Entsetzen und völliges Unverständnis

Während sich die Deutsche Fußball Liga (DFL) als Dachorganisation der 36 Proficlubs am Dienstag zunächst nicht äußerte, reagierte das Präsidium des Süddeutschen Fußball-Verbandes (SFV) "mit Entsetzen und völligem Unverständnis" auf die Wortwahl Kellers. "Dies ist eine Äußerung, die völlig inakzeptabel ist (...)", heißt es in einem Schreiben, dass auch von DFB-Vizepräsident Ronny Zimmermann unterschrieben ist. Gerade als langjähriger Richter am Oberlandesgericht München sei es völlig abwegig, Koch "auch nur ansatzweise in die Nähe des höchsten Repräsentanten der unsäglichen und menschen-verachtenden Willkürjustiz des Dritten Reiches zu rücken".

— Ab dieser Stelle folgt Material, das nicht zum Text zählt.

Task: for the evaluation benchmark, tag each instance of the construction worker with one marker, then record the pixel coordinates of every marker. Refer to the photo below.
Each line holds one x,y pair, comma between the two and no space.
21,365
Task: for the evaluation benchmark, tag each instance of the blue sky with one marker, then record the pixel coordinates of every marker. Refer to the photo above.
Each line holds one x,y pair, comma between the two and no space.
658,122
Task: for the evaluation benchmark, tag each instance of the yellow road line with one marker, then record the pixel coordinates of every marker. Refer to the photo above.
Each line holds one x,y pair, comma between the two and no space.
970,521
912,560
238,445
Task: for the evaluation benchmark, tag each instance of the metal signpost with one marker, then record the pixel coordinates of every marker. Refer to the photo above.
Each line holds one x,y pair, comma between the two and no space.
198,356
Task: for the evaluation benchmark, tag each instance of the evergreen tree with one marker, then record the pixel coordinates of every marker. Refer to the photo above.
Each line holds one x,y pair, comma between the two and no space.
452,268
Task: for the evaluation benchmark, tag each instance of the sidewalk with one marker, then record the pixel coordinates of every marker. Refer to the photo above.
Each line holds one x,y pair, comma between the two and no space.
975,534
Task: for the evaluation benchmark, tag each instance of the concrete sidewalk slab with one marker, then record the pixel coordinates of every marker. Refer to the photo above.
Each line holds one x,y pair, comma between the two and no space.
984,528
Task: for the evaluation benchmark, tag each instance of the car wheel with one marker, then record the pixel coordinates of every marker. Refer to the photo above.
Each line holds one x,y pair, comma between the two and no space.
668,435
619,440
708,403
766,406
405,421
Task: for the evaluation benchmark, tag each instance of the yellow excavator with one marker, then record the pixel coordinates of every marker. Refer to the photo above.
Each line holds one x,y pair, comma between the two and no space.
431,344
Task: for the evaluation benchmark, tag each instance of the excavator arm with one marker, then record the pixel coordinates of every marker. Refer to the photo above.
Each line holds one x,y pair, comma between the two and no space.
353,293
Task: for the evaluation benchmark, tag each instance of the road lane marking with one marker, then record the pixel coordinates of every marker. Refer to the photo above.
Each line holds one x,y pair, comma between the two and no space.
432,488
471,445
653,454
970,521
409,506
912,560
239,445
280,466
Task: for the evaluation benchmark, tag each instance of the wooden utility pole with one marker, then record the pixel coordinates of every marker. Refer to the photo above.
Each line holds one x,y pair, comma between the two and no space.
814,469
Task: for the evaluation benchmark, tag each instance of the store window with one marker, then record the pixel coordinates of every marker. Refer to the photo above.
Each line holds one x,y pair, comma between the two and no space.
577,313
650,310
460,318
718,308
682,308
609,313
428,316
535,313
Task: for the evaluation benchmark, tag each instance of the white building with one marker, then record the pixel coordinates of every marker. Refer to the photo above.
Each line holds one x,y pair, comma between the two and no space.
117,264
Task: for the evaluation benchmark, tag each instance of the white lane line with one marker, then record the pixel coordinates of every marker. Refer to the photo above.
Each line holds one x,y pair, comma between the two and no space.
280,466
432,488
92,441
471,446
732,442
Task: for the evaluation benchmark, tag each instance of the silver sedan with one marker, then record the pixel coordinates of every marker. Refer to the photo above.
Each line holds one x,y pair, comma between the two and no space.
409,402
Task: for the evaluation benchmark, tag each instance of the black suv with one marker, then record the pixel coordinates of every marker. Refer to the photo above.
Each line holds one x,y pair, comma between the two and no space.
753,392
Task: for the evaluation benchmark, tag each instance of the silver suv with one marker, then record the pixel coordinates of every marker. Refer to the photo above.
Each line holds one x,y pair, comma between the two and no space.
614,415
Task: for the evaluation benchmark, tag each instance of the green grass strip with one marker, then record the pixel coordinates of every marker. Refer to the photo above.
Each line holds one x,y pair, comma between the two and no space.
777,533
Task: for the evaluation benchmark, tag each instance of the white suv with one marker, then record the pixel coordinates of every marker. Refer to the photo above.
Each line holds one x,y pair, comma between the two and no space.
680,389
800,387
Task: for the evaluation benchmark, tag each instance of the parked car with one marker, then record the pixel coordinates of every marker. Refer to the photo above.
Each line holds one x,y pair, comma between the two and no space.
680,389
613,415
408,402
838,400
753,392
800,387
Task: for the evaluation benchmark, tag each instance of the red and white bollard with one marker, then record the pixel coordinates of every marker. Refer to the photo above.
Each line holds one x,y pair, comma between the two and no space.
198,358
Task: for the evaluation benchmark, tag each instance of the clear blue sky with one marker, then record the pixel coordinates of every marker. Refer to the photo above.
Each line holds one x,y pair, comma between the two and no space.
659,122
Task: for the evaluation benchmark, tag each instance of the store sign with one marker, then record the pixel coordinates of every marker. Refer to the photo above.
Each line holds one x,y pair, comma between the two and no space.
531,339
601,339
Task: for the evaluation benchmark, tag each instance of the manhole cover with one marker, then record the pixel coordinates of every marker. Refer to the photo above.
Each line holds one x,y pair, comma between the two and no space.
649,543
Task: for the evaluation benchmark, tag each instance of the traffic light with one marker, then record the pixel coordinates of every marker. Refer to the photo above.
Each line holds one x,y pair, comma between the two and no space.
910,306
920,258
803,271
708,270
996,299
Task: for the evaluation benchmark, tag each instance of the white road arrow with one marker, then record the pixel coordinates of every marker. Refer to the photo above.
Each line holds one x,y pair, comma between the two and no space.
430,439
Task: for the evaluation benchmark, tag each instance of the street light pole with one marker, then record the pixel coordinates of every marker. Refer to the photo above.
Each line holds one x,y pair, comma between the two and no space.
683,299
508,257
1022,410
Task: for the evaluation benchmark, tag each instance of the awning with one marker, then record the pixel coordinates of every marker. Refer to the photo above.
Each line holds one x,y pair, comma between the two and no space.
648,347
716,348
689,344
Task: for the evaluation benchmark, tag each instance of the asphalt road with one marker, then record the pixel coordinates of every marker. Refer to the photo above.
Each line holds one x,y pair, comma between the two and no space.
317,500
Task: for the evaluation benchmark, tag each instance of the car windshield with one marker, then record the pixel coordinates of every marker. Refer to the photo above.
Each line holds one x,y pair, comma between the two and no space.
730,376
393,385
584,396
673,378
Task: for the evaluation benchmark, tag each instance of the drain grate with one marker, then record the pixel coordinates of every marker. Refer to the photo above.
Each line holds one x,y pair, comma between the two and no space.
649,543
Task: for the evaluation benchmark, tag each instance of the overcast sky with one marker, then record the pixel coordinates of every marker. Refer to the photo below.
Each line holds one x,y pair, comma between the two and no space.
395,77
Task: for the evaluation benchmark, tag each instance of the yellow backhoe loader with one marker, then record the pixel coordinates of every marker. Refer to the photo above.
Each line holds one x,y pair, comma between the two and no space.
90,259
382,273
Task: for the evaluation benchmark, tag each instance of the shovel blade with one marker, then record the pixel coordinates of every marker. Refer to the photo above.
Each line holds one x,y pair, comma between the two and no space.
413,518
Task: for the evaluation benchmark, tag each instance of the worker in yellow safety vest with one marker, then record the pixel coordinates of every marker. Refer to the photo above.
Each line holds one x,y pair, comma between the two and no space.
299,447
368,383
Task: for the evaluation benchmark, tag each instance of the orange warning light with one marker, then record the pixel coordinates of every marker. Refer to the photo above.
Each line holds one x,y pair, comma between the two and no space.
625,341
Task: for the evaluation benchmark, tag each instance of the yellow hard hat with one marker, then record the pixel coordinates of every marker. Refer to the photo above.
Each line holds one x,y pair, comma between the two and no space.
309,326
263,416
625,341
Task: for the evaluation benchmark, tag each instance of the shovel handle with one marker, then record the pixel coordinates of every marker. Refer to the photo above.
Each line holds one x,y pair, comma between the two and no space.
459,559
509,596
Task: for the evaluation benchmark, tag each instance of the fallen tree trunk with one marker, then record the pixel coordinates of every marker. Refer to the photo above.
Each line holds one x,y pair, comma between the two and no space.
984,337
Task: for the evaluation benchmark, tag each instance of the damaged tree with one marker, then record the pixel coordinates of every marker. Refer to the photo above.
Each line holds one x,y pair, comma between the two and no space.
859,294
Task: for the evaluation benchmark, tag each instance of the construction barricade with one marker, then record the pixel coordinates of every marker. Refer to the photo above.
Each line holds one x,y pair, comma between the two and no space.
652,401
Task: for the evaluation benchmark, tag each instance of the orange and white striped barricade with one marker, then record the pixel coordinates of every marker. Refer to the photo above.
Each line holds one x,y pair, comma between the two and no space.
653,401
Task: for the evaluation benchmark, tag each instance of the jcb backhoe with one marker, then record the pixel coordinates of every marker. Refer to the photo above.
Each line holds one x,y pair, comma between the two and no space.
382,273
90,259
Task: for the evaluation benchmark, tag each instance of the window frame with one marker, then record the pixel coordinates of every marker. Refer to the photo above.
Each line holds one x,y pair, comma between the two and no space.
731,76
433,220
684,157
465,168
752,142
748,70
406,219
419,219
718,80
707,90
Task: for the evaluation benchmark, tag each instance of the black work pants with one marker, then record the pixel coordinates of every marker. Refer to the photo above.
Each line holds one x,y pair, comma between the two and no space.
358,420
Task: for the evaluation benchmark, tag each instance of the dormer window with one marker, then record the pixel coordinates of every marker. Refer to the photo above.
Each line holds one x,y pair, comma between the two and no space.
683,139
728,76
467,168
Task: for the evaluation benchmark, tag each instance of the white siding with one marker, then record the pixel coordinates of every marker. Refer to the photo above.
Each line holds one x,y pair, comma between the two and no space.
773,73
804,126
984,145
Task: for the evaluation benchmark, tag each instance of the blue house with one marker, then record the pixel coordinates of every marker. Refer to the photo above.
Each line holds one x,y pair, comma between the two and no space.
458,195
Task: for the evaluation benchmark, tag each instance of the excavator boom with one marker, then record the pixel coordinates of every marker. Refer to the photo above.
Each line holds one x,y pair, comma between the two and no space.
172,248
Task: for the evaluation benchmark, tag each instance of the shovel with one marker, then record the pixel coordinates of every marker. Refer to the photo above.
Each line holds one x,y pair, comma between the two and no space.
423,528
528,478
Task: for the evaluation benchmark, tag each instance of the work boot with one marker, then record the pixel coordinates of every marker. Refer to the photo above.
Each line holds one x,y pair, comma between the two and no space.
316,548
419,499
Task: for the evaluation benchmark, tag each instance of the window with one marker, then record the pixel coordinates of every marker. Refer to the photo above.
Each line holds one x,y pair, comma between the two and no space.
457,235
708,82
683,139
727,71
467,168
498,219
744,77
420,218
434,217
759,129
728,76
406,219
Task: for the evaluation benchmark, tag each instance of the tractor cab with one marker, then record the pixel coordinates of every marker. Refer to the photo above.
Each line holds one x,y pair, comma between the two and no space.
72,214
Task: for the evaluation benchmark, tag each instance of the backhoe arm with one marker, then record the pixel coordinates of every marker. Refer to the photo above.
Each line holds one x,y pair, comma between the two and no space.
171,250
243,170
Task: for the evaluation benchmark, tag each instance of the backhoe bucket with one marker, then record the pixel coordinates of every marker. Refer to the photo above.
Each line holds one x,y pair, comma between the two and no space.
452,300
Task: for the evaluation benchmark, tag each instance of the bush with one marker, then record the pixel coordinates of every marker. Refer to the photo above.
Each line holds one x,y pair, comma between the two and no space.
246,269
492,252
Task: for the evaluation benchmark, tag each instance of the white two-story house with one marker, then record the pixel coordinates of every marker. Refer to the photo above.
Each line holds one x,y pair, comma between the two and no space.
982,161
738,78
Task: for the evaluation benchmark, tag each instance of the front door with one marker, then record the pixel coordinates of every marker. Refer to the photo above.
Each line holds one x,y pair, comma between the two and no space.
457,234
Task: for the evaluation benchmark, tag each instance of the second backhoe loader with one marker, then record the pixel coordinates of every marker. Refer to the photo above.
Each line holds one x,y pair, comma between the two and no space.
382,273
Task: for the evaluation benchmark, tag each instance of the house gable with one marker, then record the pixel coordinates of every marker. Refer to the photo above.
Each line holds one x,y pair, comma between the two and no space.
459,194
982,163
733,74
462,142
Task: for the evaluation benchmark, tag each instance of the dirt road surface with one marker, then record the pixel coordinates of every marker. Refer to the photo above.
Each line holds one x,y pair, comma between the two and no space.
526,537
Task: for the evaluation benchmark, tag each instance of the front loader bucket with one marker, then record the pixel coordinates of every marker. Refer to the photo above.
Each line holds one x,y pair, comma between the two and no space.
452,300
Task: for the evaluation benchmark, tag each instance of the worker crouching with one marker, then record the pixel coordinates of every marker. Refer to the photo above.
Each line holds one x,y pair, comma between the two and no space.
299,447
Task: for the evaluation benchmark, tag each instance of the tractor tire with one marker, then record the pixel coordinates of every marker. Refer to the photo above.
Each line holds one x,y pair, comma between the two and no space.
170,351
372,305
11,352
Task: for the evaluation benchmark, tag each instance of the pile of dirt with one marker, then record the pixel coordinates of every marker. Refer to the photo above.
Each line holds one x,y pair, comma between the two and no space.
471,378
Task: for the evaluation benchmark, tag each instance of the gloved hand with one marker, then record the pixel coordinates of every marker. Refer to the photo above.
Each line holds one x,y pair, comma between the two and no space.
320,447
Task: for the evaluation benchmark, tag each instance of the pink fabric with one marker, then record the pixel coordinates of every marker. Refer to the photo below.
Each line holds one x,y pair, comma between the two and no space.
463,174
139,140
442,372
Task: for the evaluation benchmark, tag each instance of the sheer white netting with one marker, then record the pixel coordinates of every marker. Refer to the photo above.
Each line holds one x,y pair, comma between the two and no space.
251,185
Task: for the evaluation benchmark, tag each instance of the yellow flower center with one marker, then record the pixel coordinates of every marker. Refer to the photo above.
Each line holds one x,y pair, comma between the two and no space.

Der 1945 gestorbene Freisler war als Teilnehmer an der Wannseekonferenz einer der Verantwortlichen für die Organisation des Holocaust und später Präsident des berüchtigten Volksgerichtshofes, wo er etwa 2.600 Todesurteile verhängte. Darunter auch gegen die Widerstandsgruppe "Weiße Rose".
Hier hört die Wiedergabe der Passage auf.